Extra virgin olive oil evokes images of pretty olive groves. Eco-foodies, however, know all too well that not all EVOOs are environmentally friendly. At Grist, Tom Philpott points out that industrial-scale olive production causes serious ecological destruction — and that some cheap olive oils are cut with cheap sunflower and hazelnut oil!

Thanks to my farmers market, I’m able to avoid these olive oil-related eco-worries entirely. I simply get my EVOO fix from Adams’ Olive Ranch in Strathmore, Calif., which offers a few different local olive oil options as well as very tasty whole olives!

Once in a while, though, I want to try something different — since olive oils, like wines, each have their own unique flavors and characteristics. Here are a couple I’ve enjoyed:

Alter Eco Organic Extra Virgin Olive Oil: For olive oil with serious environmental and ethical creds, go with Alter Eco. This fair trade company works to counter all the bad news about war, conflict and razed olive groves by working with family farms in Palestine.

Alter Eco’s gourmet olive oils are organic and fair trade certified — and also technically carbon neutral, since an Alter Eco cocoa farming co-op in the Amazon plants trees to offset the amount of carbon emissions created in making these products. According to Alter Eco, these fair trade olives mean “an over 30 percent increase in farmer revenue over conventional prices” that go toward “financing scholarship funds, micro loans for women’s empowerment programs, and olive tree planting.”

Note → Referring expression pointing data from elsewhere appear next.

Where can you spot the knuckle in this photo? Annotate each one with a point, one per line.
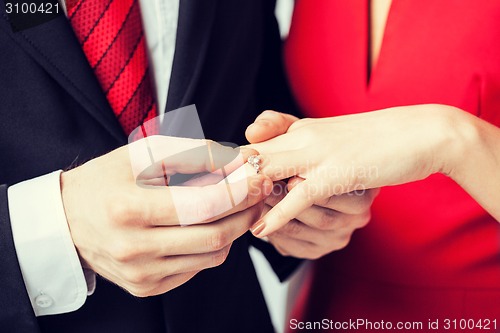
(326, 221)
(281, 250)
(280, 213)
(315, 253)
(218, 240)
(342, 242)
(364, 219)
(138, 291)
(121, 210)
(124, 252)
(219, 257)
(206, 209)
(292, 229)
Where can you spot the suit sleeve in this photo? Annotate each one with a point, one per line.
(274, 93)
(17, 314)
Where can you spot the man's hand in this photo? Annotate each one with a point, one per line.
(326, 226)
(132, 235)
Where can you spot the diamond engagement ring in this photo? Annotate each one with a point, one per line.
(254, 160)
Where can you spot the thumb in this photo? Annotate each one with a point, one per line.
(268, 125)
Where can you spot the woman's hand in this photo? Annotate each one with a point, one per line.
(322, 228)
(369, 150)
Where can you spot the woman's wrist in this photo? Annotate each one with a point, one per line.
(459, 137)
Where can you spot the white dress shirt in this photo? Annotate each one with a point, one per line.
(52, 273)
(51, 269)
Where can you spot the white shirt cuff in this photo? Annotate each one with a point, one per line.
(49, 263)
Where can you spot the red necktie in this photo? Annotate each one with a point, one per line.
(111, 35)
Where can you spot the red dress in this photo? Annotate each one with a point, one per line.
(430, 251)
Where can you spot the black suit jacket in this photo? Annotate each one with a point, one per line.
(53, 115)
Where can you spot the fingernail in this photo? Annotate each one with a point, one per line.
(257, 228)
(267, 186)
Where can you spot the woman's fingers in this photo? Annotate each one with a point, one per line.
(268, 125)
(296, 201)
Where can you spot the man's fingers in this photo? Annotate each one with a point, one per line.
(178, 205)
(196, 239)
(154, 156)
(356, 202)
(166, 284)
(282, 165)
(296, 201)
(179, 264)
(268, 125)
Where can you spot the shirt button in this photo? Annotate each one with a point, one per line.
(43, 301)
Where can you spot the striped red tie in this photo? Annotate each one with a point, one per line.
(111, 35)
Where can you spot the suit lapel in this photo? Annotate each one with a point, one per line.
(193, 36)
(54, 46)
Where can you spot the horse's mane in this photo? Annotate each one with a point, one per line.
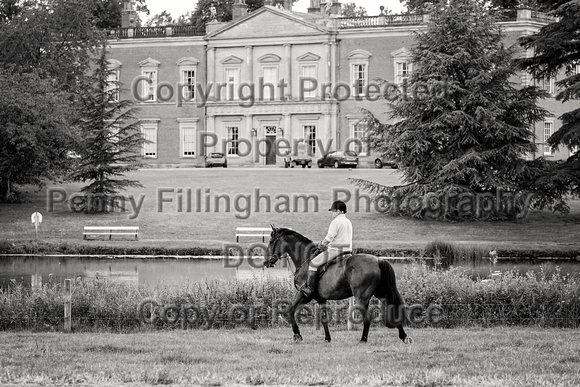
(287, 231)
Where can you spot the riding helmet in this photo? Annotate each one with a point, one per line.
(338, 205)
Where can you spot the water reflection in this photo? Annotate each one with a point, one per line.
(34, 271)
(143, 272)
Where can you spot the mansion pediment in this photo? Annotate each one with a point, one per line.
(279, 23)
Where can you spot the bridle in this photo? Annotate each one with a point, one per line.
(274, 257)
(271, 261)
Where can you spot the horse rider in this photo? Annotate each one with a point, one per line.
(338, 240)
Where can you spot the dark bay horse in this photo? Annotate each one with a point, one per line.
(360, 275)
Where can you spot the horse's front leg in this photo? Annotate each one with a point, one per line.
(324, 317)
(300, 300)
(363, 308)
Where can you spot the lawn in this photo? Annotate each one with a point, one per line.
(439, 357)
(182, 208)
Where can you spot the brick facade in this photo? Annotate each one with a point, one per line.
(272, 46)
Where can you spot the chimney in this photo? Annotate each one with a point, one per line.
(128, 15)
(314, 6)
(239, 9)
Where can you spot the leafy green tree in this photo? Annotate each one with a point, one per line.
(351, 10)
(34, 130)
(44, 55)
(557, 53)
(55, 38)
(110, 140)
(9, 9)
(461, 127)
(161, 19)
(108, 12)
(202, 13)
(422, 5)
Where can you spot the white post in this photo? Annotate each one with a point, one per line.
(67, 305)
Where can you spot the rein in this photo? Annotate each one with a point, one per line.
(274, 255)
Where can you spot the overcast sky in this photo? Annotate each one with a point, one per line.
(180, 7)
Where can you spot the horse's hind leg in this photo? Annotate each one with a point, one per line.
(300, 299)
(362, 305)
(324, 317)
(395, 317)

I loved the buttery flavor of the “Robust” olive oil made with Rumi olives — perfect as a high-quality finishing oil. A mild flavor made with Nabali olives is also available. A 12.7 oz. bottle costs $19.99 and can be found at Alter Eco’s web store as well as many Whole Foods, local co-ops and health food stores.

Gaea Extra Virgin Olive Oil, Organic. Give Greek olives a try by tasting this organic olive oil, made from handpicked olives. Gaea is an olive company that has made some eco-friendly moves, like buying carbon offsets through myclimate and incorporating what the company calls “non-depletion policy on wild products, recycling policies, and integrated crop management” — but details on these policies remain a little vague, and only a few their many products are organic certified.

Still, Gaea’s organic EVOO is definitely worth a try for those curious what Greek olive oil tastes like. The slightly fruity flavor of this everyday oil drew raves from Steve Balogh of Groovy Green. Gaea products can be found in many supermarkets. A 17 oz bottle costs $13.99 at MyBrands.